As if they didn’t have enough cluttering their minds, Stella D’oro’s union employees returned to work July 7, to find a mess at the West 237th factory, sources say, and immediately started cleaning it up.

 

After nearly a year on strike, and only one day after being told they could come back to work in a factory set to close in 90 days, some union members stayed late on their first day to try to restore some semblance of order, said Mike Filippou, a representative for Local 50 of the Bakery, Confectioners, Tobacco Workers and Grain Millers International Union.

“It was like a different factory,” he said, noting that the bathrooms were filthy and had broken doors, workers’ lockers were broken and had junk stacked on top of them. Eddie Marrrero, a foreman at the factory, said there was also damaged machinery and misplaced equipment.

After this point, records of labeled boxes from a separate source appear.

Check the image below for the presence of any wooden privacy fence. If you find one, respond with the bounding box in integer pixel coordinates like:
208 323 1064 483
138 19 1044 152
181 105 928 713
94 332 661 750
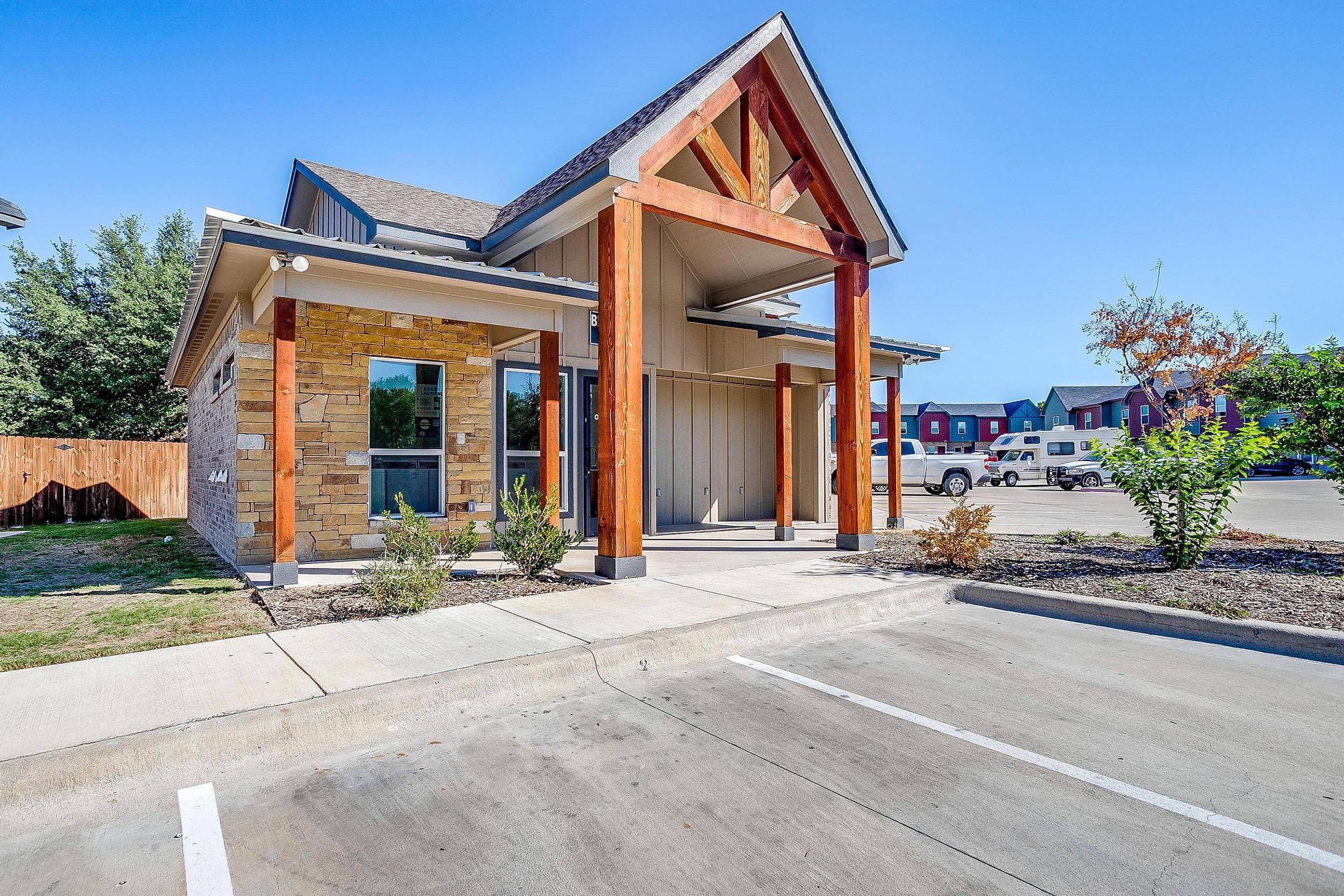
0 435 187 526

“They had to call the plumber because all the toilets were clogged and filthy,” said Mr. Marrero, a worker there for 30 years.

“It felt like a home. Now it feels like you’re going into a prison where they give you a three month stay and you’re out of there to the slums,” he said.

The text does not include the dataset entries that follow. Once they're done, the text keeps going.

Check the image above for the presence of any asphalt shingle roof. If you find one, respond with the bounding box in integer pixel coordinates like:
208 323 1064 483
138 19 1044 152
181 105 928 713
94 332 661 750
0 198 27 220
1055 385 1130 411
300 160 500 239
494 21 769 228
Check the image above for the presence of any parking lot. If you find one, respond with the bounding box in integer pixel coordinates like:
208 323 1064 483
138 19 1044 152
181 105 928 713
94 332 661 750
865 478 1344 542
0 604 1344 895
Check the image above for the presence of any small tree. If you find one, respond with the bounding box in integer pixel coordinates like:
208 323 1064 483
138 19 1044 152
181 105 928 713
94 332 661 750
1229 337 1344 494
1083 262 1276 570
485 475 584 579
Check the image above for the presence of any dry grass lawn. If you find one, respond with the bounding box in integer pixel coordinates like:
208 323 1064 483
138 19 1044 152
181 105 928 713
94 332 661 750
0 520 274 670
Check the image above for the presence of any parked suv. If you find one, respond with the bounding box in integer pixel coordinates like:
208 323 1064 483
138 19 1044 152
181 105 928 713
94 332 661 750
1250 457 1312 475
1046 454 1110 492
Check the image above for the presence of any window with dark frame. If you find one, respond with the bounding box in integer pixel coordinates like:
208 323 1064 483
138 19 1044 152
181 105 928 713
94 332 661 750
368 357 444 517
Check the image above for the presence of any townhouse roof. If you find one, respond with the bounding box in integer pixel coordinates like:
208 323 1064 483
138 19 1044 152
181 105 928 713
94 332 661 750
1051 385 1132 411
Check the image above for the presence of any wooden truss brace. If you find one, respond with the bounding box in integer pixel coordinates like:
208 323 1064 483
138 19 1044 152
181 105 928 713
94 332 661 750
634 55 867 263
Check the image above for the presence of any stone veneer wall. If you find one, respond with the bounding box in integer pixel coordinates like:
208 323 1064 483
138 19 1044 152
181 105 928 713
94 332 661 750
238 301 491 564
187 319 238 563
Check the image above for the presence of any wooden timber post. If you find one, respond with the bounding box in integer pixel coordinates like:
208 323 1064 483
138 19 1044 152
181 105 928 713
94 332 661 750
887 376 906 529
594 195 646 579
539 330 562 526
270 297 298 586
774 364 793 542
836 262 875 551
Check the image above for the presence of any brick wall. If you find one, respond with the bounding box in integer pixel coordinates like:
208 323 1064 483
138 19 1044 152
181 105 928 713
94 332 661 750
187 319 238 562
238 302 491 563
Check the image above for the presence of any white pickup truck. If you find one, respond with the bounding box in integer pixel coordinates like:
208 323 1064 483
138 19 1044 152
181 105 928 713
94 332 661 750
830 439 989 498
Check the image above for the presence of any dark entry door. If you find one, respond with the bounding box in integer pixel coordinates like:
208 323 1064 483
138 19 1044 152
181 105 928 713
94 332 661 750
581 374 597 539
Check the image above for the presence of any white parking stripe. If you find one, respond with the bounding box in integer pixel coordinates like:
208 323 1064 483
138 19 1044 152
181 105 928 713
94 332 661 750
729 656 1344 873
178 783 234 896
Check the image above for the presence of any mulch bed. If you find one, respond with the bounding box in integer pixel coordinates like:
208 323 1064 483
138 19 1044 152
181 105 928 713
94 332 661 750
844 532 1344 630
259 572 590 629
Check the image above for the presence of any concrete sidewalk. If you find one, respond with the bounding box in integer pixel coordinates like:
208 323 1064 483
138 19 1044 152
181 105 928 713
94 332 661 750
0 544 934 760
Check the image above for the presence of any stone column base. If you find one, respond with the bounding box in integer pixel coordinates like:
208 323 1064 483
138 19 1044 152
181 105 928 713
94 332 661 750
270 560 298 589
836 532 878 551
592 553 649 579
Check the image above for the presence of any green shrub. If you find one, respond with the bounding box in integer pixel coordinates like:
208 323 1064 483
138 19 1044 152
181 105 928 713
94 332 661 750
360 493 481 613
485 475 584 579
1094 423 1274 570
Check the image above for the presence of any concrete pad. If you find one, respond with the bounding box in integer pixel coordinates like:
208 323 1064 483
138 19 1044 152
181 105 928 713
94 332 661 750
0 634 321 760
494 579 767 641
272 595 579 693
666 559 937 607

The union and its lawyers are also trying to ward off a second more crucial mess facing the workers — Brynwood Partners’ decision to shut down the factory.

The union filed a National Labor Relations Board complaint against the company on Monday, claiming the unfair labor practice of threatening to close the factory in retaliation for the union going on strike.

“It’s runaway shop,” said Joyce Alston, president of Local 50. “Taking the product elsewhere to avoid the union.”

The NLRB has played a crucial role in the strike, ruling two weeks ago that Stella D’oro’s owners had negotiated in bad faith with the union.